We can, and no doubt will, talk endlessly about why the UK and US were still in Afghanistan 20 years after 9/11 and we can discuss when the mission changed from ‘liberation’ to ‘occupation’ and we can ask, as Rory Stewart MP has done, whether intervention can ever work – but at the moment I can only think about my Afghan friends. I want to tell you about these people – but even now I’m wondering if it’s safe and so I’m only giving limited details.

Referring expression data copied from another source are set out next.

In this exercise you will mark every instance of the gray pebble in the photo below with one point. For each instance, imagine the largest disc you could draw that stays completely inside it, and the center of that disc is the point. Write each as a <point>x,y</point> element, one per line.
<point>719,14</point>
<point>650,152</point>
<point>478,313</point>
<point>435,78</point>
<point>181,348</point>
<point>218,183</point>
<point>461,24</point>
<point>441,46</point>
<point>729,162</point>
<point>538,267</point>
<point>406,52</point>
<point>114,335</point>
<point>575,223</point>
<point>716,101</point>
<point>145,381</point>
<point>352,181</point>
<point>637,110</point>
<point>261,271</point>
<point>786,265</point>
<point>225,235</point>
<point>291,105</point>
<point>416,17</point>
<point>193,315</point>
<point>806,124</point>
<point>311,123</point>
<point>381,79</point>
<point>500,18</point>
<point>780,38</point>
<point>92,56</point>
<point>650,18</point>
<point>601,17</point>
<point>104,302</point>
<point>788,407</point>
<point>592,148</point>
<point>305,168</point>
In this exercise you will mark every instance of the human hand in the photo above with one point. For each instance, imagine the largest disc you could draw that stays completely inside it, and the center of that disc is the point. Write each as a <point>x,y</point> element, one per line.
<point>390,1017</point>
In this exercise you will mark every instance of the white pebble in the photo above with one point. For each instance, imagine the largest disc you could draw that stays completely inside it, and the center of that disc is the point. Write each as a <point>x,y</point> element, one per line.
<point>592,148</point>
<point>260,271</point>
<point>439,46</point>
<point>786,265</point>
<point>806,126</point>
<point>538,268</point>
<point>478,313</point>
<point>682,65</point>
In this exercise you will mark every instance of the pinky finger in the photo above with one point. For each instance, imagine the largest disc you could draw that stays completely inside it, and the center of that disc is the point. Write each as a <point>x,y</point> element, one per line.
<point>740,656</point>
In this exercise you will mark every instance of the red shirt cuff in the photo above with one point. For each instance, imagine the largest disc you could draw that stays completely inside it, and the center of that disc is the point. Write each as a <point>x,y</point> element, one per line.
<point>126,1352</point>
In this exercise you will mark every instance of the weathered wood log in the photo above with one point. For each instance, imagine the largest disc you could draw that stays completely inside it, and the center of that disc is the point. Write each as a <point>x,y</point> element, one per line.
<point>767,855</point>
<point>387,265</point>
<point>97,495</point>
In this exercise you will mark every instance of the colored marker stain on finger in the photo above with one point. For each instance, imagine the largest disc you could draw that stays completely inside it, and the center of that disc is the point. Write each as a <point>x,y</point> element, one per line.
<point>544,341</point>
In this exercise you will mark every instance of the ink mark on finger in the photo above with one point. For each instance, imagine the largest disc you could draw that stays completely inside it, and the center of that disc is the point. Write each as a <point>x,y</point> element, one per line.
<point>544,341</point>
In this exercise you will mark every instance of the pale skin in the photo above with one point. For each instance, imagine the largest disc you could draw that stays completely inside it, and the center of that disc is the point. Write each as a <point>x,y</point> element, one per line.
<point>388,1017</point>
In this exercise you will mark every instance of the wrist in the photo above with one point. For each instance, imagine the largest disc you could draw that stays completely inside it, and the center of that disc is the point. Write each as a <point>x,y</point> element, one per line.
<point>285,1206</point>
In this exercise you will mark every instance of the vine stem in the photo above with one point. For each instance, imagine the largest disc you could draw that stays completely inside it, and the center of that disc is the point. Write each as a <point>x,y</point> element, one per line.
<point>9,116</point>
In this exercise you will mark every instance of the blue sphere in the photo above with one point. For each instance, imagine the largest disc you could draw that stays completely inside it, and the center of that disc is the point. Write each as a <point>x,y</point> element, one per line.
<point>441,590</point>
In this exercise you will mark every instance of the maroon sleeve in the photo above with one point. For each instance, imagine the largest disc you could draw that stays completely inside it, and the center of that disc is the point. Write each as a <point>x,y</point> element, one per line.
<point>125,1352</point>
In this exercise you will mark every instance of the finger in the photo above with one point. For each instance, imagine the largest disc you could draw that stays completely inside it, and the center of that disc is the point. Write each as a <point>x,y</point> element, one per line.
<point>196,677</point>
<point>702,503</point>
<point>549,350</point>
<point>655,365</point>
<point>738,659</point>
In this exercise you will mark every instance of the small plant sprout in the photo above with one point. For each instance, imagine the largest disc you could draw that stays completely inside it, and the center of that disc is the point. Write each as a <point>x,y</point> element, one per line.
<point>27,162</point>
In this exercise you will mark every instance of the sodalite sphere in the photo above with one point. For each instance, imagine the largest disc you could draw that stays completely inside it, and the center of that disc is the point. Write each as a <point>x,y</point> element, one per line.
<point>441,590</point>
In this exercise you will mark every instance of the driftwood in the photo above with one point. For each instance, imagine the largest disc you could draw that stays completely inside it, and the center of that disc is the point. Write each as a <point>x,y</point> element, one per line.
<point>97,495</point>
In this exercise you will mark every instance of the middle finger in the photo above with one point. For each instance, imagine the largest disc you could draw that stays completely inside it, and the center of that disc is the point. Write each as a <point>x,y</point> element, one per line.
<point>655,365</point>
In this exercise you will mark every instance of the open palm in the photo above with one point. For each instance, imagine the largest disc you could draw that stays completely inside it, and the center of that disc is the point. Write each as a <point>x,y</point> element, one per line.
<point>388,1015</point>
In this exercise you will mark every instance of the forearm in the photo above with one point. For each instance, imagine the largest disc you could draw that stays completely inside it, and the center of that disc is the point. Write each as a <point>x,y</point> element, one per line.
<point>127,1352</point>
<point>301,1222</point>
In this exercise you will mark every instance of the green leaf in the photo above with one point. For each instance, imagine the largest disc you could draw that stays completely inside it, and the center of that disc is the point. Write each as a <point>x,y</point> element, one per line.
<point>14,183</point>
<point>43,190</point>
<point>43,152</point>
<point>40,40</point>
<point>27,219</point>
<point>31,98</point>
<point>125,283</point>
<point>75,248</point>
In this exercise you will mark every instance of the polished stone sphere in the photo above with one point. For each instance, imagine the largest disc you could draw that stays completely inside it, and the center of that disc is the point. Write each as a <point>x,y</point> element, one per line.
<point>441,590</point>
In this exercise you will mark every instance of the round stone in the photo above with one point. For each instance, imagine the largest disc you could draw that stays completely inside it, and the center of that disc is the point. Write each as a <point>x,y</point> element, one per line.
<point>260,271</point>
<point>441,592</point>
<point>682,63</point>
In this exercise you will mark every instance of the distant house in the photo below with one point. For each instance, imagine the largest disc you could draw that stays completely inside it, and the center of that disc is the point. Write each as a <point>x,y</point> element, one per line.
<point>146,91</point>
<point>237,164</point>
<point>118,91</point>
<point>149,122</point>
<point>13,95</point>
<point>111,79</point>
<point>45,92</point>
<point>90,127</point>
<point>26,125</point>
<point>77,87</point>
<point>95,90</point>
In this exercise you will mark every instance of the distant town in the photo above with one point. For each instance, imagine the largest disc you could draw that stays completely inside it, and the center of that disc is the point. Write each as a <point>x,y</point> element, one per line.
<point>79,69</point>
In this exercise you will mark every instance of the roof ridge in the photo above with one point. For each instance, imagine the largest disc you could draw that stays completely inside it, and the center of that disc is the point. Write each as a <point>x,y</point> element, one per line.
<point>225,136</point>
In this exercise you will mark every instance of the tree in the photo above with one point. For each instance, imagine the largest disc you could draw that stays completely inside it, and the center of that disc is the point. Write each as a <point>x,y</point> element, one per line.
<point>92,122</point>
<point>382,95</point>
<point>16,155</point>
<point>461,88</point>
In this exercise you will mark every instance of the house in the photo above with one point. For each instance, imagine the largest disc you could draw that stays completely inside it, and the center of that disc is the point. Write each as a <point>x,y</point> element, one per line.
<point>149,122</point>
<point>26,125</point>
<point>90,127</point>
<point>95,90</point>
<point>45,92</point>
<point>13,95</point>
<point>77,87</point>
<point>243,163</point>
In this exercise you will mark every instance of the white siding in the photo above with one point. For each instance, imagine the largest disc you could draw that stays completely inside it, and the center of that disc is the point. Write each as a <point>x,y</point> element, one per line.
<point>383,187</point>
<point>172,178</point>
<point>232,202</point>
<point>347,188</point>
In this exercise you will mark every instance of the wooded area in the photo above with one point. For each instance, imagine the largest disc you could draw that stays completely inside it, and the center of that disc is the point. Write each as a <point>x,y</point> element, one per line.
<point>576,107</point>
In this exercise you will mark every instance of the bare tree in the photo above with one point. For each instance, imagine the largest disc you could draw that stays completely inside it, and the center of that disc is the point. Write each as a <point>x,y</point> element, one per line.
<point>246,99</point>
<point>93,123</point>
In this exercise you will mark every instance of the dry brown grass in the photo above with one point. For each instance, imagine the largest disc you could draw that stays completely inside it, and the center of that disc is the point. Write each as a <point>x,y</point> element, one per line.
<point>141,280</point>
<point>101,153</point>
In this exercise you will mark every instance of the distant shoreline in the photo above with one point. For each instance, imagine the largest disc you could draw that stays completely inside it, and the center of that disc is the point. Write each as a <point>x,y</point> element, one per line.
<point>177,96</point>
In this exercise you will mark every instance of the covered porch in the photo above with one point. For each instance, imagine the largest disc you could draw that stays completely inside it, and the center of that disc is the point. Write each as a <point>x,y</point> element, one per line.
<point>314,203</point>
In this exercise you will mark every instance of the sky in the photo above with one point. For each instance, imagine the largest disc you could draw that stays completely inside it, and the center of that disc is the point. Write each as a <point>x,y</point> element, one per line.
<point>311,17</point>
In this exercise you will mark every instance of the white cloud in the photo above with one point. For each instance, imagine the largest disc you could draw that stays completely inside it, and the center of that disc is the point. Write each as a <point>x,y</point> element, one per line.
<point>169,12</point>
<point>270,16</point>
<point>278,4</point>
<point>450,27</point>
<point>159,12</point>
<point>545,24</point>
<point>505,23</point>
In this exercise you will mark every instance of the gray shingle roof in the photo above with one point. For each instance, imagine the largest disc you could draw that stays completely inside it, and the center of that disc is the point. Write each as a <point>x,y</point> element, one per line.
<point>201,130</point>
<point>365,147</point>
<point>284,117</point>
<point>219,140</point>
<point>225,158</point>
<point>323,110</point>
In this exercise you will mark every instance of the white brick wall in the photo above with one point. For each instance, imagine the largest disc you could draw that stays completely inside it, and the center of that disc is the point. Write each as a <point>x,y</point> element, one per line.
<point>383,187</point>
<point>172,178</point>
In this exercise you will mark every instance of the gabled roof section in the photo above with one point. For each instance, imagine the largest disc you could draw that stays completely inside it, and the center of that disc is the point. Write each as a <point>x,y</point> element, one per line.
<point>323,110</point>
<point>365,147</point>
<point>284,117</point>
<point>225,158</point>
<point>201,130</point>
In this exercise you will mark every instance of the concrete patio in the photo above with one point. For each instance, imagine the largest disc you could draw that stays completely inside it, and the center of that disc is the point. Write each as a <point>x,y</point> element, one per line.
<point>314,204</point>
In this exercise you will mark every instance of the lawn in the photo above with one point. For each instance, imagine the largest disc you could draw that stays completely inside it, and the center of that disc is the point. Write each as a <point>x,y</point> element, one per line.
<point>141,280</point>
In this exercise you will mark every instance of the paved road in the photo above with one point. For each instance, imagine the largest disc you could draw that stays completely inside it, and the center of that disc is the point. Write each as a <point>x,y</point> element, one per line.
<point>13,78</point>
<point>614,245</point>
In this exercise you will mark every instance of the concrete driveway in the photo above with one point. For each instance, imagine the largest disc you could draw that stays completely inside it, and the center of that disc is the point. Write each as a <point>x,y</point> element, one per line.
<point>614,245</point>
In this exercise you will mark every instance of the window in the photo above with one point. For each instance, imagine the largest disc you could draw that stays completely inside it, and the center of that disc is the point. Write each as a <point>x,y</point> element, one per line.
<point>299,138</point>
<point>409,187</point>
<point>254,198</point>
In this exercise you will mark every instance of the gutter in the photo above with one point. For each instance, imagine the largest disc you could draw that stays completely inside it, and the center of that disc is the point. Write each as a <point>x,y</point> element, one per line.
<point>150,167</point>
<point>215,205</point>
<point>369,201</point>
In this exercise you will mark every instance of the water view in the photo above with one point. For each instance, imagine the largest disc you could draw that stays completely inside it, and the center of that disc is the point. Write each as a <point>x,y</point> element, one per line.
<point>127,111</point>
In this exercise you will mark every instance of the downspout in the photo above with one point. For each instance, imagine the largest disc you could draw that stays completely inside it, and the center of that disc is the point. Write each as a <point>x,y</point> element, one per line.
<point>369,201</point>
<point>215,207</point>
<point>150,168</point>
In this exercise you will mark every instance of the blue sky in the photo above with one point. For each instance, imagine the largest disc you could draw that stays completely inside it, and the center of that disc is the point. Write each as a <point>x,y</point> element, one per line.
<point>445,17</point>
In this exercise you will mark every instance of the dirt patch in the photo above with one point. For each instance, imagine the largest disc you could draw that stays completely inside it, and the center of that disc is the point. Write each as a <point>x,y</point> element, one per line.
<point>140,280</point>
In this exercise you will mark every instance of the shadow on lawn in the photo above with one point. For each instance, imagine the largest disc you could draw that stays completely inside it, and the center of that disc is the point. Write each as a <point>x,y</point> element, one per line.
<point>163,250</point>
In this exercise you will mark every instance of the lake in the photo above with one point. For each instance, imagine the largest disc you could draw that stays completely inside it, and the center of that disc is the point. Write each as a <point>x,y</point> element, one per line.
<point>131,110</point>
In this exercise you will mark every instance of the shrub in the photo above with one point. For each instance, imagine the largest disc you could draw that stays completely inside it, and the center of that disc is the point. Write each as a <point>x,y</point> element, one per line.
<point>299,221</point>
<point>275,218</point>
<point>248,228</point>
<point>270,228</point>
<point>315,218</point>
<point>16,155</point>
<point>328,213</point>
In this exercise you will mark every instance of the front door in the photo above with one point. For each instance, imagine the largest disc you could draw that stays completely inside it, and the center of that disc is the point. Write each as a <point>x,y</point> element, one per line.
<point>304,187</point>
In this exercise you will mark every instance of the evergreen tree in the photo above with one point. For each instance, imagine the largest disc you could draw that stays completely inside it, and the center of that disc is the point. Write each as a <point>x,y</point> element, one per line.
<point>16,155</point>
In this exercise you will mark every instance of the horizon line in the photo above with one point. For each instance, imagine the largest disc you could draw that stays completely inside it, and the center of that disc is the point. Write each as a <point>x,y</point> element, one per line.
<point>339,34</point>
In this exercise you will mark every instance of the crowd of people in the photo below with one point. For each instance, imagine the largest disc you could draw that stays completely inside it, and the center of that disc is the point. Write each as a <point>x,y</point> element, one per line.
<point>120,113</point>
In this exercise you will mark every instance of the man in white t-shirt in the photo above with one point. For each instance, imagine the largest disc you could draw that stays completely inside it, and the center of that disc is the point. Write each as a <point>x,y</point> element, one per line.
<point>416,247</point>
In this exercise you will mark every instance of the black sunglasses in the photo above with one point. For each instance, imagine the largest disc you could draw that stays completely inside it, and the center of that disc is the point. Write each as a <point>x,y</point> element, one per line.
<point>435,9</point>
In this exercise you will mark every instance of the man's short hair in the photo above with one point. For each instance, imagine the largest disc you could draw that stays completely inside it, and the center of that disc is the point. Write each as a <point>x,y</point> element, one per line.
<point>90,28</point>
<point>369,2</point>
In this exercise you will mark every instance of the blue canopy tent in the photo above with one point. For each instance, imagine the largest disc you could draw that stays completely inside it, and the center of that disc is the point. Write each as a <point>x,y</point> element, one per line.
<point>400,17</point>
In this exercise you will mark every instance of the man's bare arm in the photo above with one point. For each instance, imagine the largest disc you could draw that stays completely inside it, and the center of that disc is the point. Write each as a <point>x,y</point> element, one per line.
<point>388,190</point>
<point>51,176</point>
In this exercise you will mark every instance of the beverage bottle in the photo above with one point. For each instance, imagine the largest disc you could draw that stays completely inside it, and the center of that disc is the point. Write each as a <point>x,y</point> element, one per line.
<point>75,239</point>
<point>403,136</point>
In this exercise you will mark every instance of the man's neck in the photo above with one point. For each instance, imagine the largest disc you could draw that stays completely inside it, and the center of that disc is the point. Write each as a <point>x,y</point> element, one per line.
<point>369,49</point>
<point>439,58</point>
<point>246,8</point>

One, who has worked on the popular Afghan radio drama New Home New Life, for decades, is still in Kabul. New Home is like an Afghan version of The Archers, which has broadcast since the mid-90s, then to Afghan refugees in camps in Pakistan. It seeks to raise levels of education and social awareness across a broad range of social themes and is very popular. That friend, who is a father and grandfather, speaks English and Russian as well as the local languages of Dari and Pashto, because he was there when the Russians invaded. He survived that, the civil war, the Taliban, the drought, and he has brought up his family and carried on developing the drama throughout the last 20 years. You would think that was enough challenge for anyone for one lifetime – but now his future is again unsure.

My other friend, a woman, has been able to come to the UK with her husband and three young children. She speaks good English and is educated. But she had just lost her father to Covid, and has had to leave her mother behind, and is now in a foreign country with little more than the clothes she was able to bring.

We can say, ‘let’s not do this again, let’s not interfere’. But what we can’t do is walk away from the places we’ve already engaged with. It’s too late.